Porthcurno was also the site of what may have been the first act of wireless hacking and espionage. It was on Cornwall's Lizard Peninsula, a few miles to the east, that Guglielmo Marconi – whose ideas were ignored by his own government – was pushing the boundaries of wireless in his attempt to send the world's first transatlantic wireless signal.
Pender's people erected their own mast to spy on Marconi's and attempt to to crack his message stream.
Porthcurno stopped operating in 1970 but its role as a communications-landfall site continues: today, terabits of data flow through fibre-optic cables beneath this beach, linking Britain to the rest of the world.
The operators of such vital infrastructure tend to prefer it remains obscure. But Porthcurno's Telegraph Museum, housed up the valley in what was once the world's biggest telegraph station, lifts the lid on how important this sleepy valley in Cornwall has been for more than century.
Hello Gibraltar ... The cable house cables. Photo: SA Mathieson
The museum is divided into two sections. The first, in the upper floor of the main building, provides a wealth of information on the story of cable-based telecommunications and Porthcurno's role therein.

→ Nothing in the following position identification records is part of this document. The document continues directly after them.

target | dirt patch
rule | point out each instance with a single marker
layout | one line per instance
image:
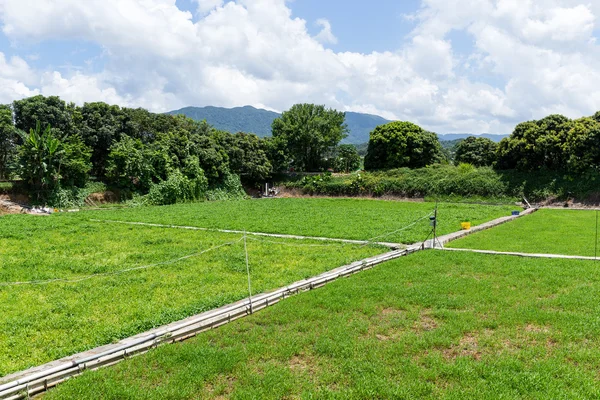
(303, 363)
(425, 323)
(221, 388)
(390, 312)
(467, 347)
(102, 198)
(536, 329)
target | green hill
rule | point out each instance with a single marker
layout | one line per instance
(257, 121)
(253, 120)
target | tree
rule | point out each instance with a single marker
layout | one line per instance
(478, 151)
(536, 144)
(307, 132)
(8, 141)
(101, 125)
(402, 144)
(130, 165)
(47, 111)
(347, 159)
(47, 162)
(247, 155)
(582, 146)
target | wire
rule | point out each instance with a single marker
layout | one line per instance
(87, 277)
(401, 229)
(300, 244)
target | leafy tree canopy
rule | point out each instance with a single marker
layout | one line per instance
(478, 151)
(306, 133)
(402, 144)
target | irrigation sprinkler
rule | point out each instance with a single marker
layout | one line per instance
(433, 222)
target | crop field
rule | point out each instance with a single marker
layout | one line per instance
(74, 281)
(101, 303)
(334, 218)
(569, 232)
(437, 325)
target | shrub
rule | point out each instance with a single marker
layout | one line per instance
(177, 188)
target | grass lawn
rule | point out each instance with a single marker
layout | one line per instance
(570, 232)
(432, 325)
(336, 218)
(41, 323)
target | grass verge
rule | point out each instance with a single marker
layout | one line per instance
(569, 232)
(41, 323)
(432, 325)
(336, 218)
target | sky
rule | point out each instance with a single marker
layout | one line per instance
(468, 66)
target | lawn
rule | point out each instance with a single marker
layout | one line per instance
(432, 325)
(570, 232)
(335, 218)
(43, 322)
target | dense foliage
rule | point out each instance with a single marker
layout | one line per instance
(8, 141)
(477, 151)
(306, 133)
(447, 181)
(402, 144)
(134, 151)
(553, 143)
(259, 122)
(347, 159)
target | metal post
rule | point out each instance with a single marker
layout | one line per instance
(248, 272)
(435, 225)
(596, 244)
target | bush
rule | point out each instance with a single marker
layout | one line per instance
(230, 189)
(402, 144)
(176, 189)
(72, 197)
(465, 181)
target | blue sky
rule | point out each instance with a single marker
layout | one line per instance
(449, 65)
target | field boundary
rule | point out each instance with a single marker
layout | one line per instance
(525, 255)
(445, 239)
(393, 246)
(39, 379)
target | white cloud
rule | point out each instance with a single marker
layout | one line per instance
(254, 52)
(326, 35)
(205, 6)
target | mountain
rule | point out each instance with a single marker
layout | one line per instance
(455, 136)
(239, 119)
(257, 121)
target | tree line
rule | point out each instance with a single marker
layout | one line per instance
(51, 145)
(554, 143)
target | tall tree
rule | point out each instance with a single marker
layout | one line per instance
(307, 132)
(50, 111)
(478, 151)
(8, 141)
(402, 144)
(101, 125)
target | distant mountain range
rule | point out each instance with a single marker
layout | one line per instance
(257, 121)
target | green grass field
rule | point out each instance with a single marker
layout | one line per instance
(432, 325)
(335, 218)
(570, 232)
(41, 323)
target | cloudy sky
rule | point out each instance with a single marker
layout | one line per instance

It does so through a short and informative video, vintage equipment, displays and interactive equipment – the primary school children visiting when I was there made particularly audible use of the Morse code generator.
It's a great story, starting in earnest with the invention of telegraphy in the 1830s and the first international submarine cable being laid from Dover to Cap Gris-Nez near Calais in 1850, then failing within a few hours. This was later blamed on a French fisherman thinking it was a new type of seaweed, although contemporary accounts suggest it simply broke in the tide. A working replacement was installed the following year.
After three failed attempts, the first reliable transatlantic cable was laid in 1866 by the Atlantic Telegraph Company. The work was led by Pender, who made his money in textiles and became a fundraiser and investor having been involved in the first Anglo-Irish cable in 1853.
Porthcurno's tunnels, dug and built in just 10 months to withstand a bomb blast. Photo: Telegraph Museum Porthcurno
On 23 June 1870, Porthcurno was telegraphically linked to Mumbai, then named Bombay. The initial cost of sending a message was £4, equivalent to more than £400 today, but it arrived in nine minutes, rather than the six weeks it would take by ship. Pender merged various telegraphy companies into the Eastern Telegraph Company and expanded his network. By 1880 the company controlled nearly 100,000 miles of undersea cable, centred on Porthcurno and reaching as far as Australia.
The exhibits include lots of technological details, such as how this low-bandwidth network compressed messages: a panel says a Harry Potter book would take 74 days to transmit by telegraph, compared with 0.000006 seconds by fibre-optic cable. The company had a list of numbers to replace often-used strings of words, including some quite specific ones such as 120 for: "I wish we were together on this special occasion all my best wishes for a speedy reunion," and 136 for: "Hearing your voice on the wireless gave me a wonderful thrill."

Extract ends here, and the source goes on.